More than 50 years after that fateful day in 1971, the death of Jim Morrison is still the source of speculation. Even today, those closest to him remain unconvinced that the singer died of an overdose, and with no autopsy to back up these reports, you can’t blame them. The Doors’ keyboardist, Ray Manzarek, was just one of the people who believed Jim Morrison may have met a very different end.
Until his death in 2013, Manzarek held on to the possibility that his former bandmate actually faked his death at the age of 27 in order to escape the pressures of fame. At the time of his death, Morrison was living in Paris, having been forced to leave the US after being convicted of indecent exposure following a 1969 Miami concert. The Doors guitarist, Robby Kreiger, wasn’t so convinced by Manzarak’s claims, however, as he told classic-rock magazine: “I used to love talking to Ray, and he would always say, ‘I wouldn’t be surprised if Jim turned up. And I used to think, ‘Come on, man, you don’t really believe that, do you?’ That was pretty much bullshit.”
While Morrison spent his time in Paris writing poetry, the rest of the band continued working on their new record, quietly awaiting his return. It was a day that would never eat. Eventually, Morrison succumbed to his overconsumption of alcohol, drugs and, famously, food. “Jim was not well,” Krieger recalled. “When he left, he had this horrible cough and he just wasn’t a hundred per cent. So, if somebody gives you some heroin, you start drinking some whiskey, and maybe he did die.”

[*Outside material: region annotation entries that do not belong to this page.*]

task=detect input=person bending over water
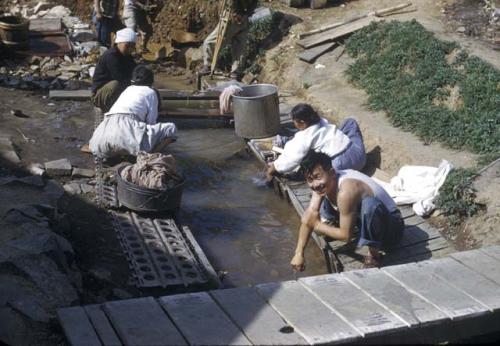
[89,65,177,158]
[267,103,366,179]
[290,150,404,271]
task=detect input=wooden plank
[49,89,220,101]
[256,281,361,345]
[342,269,448,327]
[299,274,408,336]
[182,226,222,288]
[451,250,500,285]
[399,205,415,219]
[84,304,122,346]
[382,262,487,319]
[103,297,186,346]
[158,292,251,345]
[49,90,92,101]
[57,306,102,346]
[210,287,306,345]
[29,18,63,32]
[479,245,500,261]
[424,257,500,311]
[297,16,380,48]
[297,42,337,64]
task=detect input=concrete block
[45,159,73,176]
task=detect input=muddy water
[171,129,325,286]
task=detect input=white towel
[374,160,453,216]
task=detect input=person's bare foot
[80,144,92,154]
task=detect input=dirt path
[261,0,500,249]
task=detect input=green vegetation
[346,21,500,158]
[434,168,484,225]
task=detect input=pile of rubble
[0,0,102,90]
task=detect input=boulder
[185,48,203,70]
[45,159,73,176]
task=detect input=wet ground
[0,86,325,303]
[171,129,326,286]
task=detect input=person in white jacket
[89,65,177,158]
[267,103,366,179]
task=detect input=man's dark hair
[132,65,154,86]
[300,150,332,175]
[290,103,321,126]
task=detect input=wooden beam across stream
[58,246,500,346]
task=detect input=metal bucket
[233,84,280,138]
[116,166,185,212]
[0,16,29,48]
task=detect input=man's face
[116,42,135,55]
[305,165,337,196]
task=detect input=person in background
[91,28,136,113]
[89,65,177,158]
[200,0,258,79]
[122,0,153,52]
[290,150,404,271]
[267,103,366,180]
[94,0,122,48]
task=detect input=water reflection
[172,129,325,286]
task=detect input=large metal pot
[233,84,280,138]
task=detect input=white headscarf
[115,28,136,43]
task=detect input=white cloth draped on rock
[374,160,453,216]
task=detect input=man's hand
[300,208,321,229]
[290,253,306,272]
[266,162,278,181]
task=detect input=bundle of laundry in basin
[121,151,183,190]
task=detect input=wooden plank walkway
[58,246,500,346]
[247,138,453,272]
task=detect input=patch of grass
[434,168,484,225]
[346,21,500,157]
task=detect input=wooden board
[451,250,500,285]
[49,89,220,101]
[299,274,408,336]
[297,42,337,63]
[57,306,102,346]
[182,226,222,288]
[210,287,307,345]
[382,262,487,319]
[29,18,63,32]
[84,304,122,346]
[422,257,500,311]
[159,292,251,345]
[480,245,500,261]
[103,297,186,346]
[256,281,361,345]
[342,269,448,327]
[297,16,380,48]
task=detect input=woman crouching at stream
[89,65,177,158]
[267,103,366,179]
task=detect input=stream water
[171,129,326,287]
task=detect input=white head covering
[115,28,136,43]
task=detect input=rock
[33,1,52,14]
[63,183,82,195]
[45,159,73,176]
[71,167,95,178]
[44,5,71,18]
[113,288,134,299]
[27,163,45,177]
[185,48,203,70]
[71,30,97,42]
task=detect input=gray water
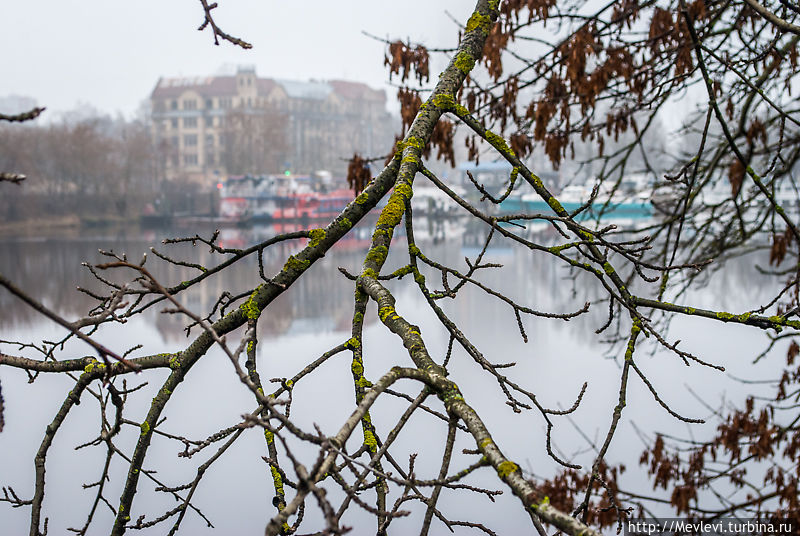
[0,222,785,535]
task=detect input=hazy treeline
[0,110,217,222]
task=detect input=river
[0,222,785,535]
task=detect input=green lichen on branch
[497,460,519,478]
[284,255,311,272]
[364,427,378,453]
[239,286,262,320]
[83,359,106,374]
[308,229,325,248]
[467,11,492,35]
[455,50,475,74]
[433,93,469,117]
[364,246,389,266]
[389,264,414,278]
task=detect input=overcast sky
[0,0,474,117]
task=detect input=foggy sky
[0,0,474,120]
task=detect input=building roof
[151,71,386,102]
[277,80,333,100]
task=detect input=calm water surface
[0,222,785,535]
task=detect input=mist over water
[0,220,785,534]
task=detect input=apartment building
[151,67,398,184]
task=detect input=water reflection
[0,219,788,534]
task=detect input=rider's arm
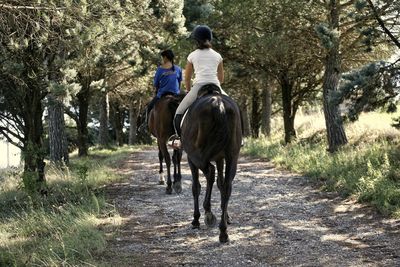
[185,61,193,92]
[153,68,160,94]
[217,61,224,84]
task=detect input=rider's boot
[168,114,183,149]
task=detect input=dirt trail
[98,150,400,266]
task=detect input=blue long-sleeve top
[153,65,182,98]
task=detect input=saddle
[197,83,221,98]
[179,83,222,127]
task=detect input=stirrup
[167,134,182,150]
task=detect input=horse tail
[202,98,232,158]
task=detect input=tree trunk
[261,83,272,136]
[99,93,110,147]
[251,87,261,138]
[77,87,90,157]
[22,88,46,193]
[129,103,137,145]
[280,72,296,144]
[48,95,69,165]
[112,101,124,146]
[240,98,250,137]
[323,0,348,152]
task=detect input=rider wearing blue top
[146,50,182,122]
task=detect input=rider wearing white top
[170,25,227,148]
[187,48,222,85]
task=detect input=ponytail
[161,49,175,71]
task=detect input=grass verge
[243,113,400,218]
[0,147,138,266]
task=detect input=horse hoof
[219,233,229,243]
[173,182,182,194]
[192,221,200,229]
[204,212,217,227]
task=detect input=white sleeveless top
[187,48,222,85]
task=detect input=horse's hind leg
[158,146,165,184]
[217,159,231,224]
[172,149,182,194]
[203,163,217,227]
[160,143,172,194]
[219,159,237,243]
[188,157,201,229]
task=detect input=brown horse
[182,85,242,243]
[148,95,184,194]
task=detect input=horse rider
[145,49,182,125]
[168,25,227,149]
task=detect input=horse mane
[168,93,186,114]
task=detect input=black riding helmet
[192,25,212,42]
[161,49,175,62]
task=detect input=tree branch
[367,0,400,48]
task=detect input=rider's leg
[145,96,158,124]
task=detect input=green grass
[0,147,138,266]
[243,113,400,217]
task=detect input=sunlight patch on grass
[243,113,400,216]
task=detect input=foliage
[244,110,400,216]
[0,147,137,266]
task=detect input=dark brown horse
[182,85,242,243]
[148,95,183,194]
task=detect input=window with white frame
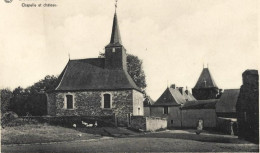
[65,95,73,109]
[163,106,168,114]
[102,93,112,108]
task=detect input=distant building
[192,68,219,100]
[216,89,240,118]
[47,9,144,125]
[236,70,259,143]
[150,85,196,127]
[181,99,219,128]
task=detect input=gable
[154,88,186,106]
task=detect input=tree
[0,88,13,114]
[100,53,147,93]
[9,75,58,116]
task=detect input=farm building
[236,70,259,143]
[47,12,144,125]
[150,85,196,127]
[216,89,239,118]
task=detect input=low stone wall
[217,117,237,135]
[130,116,146,131]
[19,116,115,127]
[130,116,167,131]
[182,109,217,128]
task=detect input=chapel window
[163,106,168,114]
[103,94,111,108]
[66,95,73,109]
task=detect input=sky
[0,0,260,100]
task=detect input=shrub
[1,111,18,126]
[5,118,38,127]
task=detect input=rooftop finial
[115,0,117,12]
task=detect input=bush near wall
[217,117,238,135]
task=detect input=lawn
[1,124,101,144]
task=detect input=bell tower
[105,5,127,70]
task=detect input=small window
[163,106,168,114]
[104,94,111,108]
[66,95,73,109]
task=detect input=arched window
[103,94,111,108]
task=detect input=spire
[105,1,122,46]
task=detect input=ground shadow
[129,132,253,144]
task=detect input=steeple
[105,1,127,70]
[106,10,122,47]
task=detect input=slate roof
[194,68,218,88]
[55,58,141,91]
[183,90,197,101]
[153,88,186,106]
[181,99,219,109]
[144,96,154,107]
[216,89,240,113]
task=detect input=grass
[1,124,100,144]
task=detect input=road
[2,131,259,153]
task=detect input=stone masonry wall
[133,90,144,116]
[48,90,133,124]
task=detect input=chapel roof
[55,58,141,91]
[181,99,219,110]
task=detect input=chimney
[170,84,176,89]
[178,87,183,95]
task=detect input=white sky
[0,0,260,100]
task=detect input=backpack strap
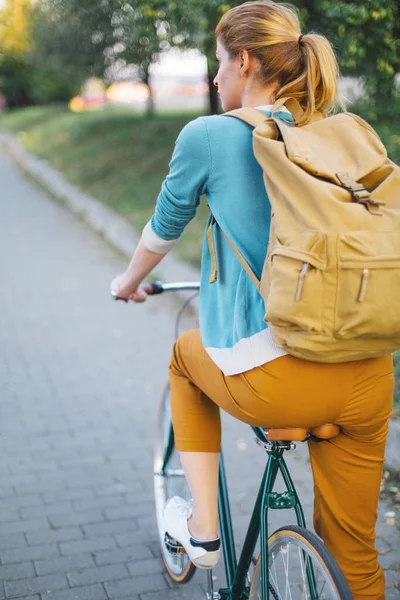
[221,108,270,127]
[271,97,304,121]
[207,214,260,290]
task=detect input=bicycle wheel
[249,526,352,600]
[153,384,196,583]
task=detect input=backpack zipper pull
[357,269,369,302]
[296,263,310,302]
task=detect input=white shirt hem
[205,328,288,375]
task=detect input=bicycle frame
[218,427,310,600]
[151,282,317,600]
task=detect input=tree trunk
[143,69,154,118]
[207,73,218,115]
[206,55,218,115]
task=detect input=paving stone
[140,584,205,600]
[0,562,35,581]
[41,585,108,600]
[67,564,129,587]
[34,554,96,575]
[26,525,83,546]
[0,517,49,537]
[126,558,166,577]
[5,575,68,598]
[81,519,138,537]
[104,575,168,598]
[0,533,27,551]
[93,545,153,566]
[60,537,116,555]
[0,544,60,564]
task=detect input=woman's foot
[164,496,221,569]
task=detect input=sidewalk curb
[0,132,200,307]
[0,132,400,472]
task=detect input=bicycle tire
[153,384,196,583]
[248,525,353,600]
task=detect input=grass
[0,106,400,267]
[0,106,208,267]
[0,106,400,410]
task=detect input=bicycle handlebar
[111,281,200,302]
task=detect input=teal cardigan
[143,107,288,375]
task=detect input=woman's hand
[110,273,147,302]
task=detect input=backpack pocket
[334,231,400,339]
[261,231,327,333]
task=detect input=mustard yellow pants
[169,329,394,600]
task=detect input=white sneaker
[164,496,221,569]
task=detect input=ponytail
[216,0,344,125]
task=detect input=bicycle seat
[265,423,340,442]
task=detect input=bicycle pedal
[164,532,186,554]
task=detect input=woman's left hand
[110,273,147,302]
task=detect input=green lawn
[0,106,400,266]
[0,106,208,266]
[0,106,400,416]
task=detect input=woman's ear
[239,50,250,76]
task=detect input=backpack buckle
[336,172,386,216]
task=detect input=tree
[297,0,400,113]
[115,0,169,116]
[156,0,243,114]
[0,0,31,58]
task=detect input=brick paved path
[0,149,399,600]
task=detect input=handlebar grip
[143,281,164,296]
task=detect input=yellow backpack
[208,99,400,362]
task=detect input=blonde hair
[215,0,344,125]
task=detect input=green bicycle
[147,282,352,600]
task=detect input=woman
[111,1,393,600]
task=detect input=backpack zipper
[296,263,310,302]
[357,269,369,302]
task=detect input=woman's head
[215,0,340,123]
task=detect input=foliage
[0,0,31,57]
[114,0,169,115]
[0,0,119,106]
[0,106,208,266]
[297,0,400,116]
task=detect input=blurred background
[0,0,400,408]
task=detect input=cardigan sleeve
[143,117,211,254]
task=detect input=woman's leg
[169,329,260,540]
[179,452,219,540]
[309,357,393,600]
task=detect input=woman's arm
[111,119,211,302]
[110,237,165,302]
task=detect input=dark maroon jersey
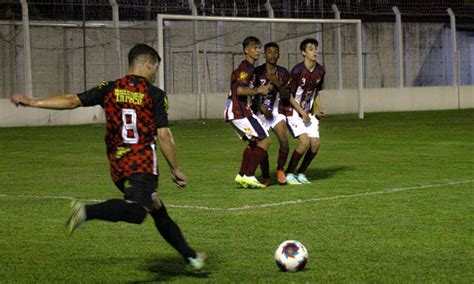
[78,75,169,181]
[224,60,254,121]
[254,64,290,111]
[285,62,326,116]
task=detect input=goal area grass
[0,109,474,283]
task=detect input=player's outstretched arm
[237,85,273,96]
[10,94,82,109]
[158,127,186,187]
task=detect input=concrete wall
[0,21,474,98]
[0,86,474,127]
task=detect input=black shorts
[115,174,158,209]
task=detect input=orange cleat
[277,170,286,185]
[260,178,271,186]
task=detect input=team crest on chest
[239,71,248,81]
[301,77,306,87]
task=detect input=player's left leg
[273,115,289,184]
[297,116,321,183]
[149,195,207,270]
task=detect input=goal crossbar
[157,14,364,119]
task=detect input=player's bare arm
[10,94,82,109]
[237,85,273,96]
[157,127,186,187]
[266,70,283,92]
[316,94,328,116]
[258,104,273,120]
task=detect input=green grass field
[0,109,474,283]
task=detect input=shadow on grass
[305,166,351,180]
[132,256,209,283]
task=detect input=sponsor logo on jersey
[239,71,248,81]
[114,89,145,105]
[97,81,109,89]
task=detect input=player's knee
[299,136,310,151]
[279,139,290,150]
[257,137,272,150]
[127,203,147,224]
[150,205,170,227]
[311,138,321,153]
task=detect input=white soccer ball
[275,240,308,272]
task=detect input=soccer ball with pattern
[275,240,308,272]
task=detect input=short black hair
[300,37,319,51]
[242,36,262,50]
[264,41,280,51]
[128,44,161,65]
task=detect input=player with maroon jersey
[286,38,327,184]
[11,44,206,270]
[224,36,272,188]
[254,42,303,184]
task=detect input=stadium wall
[0,86,474,127]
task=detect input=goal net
[157,15,363,118]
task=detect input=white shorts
[230,114,268,140]
[257,112,286,131]
[287,114,319,138]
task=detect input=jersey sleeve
[316,66,326,92]
[150,87,169,128]
[288,68,300,96]
[77,81,113,107]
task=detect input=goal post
[157,14,364,119]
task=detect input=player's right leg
[149,197,207,270]
[66,174,152,234]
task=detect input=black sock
[149,205,196,261]
[86,199,147,224]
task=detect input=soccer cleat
[286,174,301,185]
[66,200,86,235]
[277,170,286,185]
[242,175,265,189]
[234,174,247,188]
[188,252,207,270]
[260,178,271,186]
[296,173,311,184]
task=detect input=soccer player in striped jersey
[224,36,272,188]
[254,42,303,184]
[11,44,206,270]
[286,38,327,184]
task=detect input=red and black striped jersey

When Morrison’s body was found in his Parisian apartment on July 3rd, 1971, his cause of death was found to be heart failure, despite no autopsy being performed. He was buried two days later at the Pere Lachaise cemetery, where he joined the likes of Oscar Wilde, Edith Piaf and Gertrude Stein. Within weeks, conspiracy theories started springing up, with numerous people offering alternative versions of Morrison’s demise of him.
In 1983, a British journalist claimed that Morrison had been assassinated by the US Central Intelligence Agency as part of a plot to eradicate spokespeople for the countercultural movement. Others have suggested that the death of the singer was the doing of the French secret services, while some even claim it was part of a Zionist plot. In 2007, Sam Bernett made a far less romantic assertion, claiming that Morrison had died – Elvis style – in the toilet of a nightclub in Paris.
Barnett managed a venue where Roman Polanski, Marianne Faithfull and Morrison were all regulars. In his book, he asserts that Morrison’s body was dragged into a taxi by a couple of drug dealers and sent back to his apartment. The owner, unsurprisingly, never told the police the truth, fearing that a scandal might lead to the closure of his venue. Today, Morrison’s death remains one of the great mysteries of rock ‘n’ roll.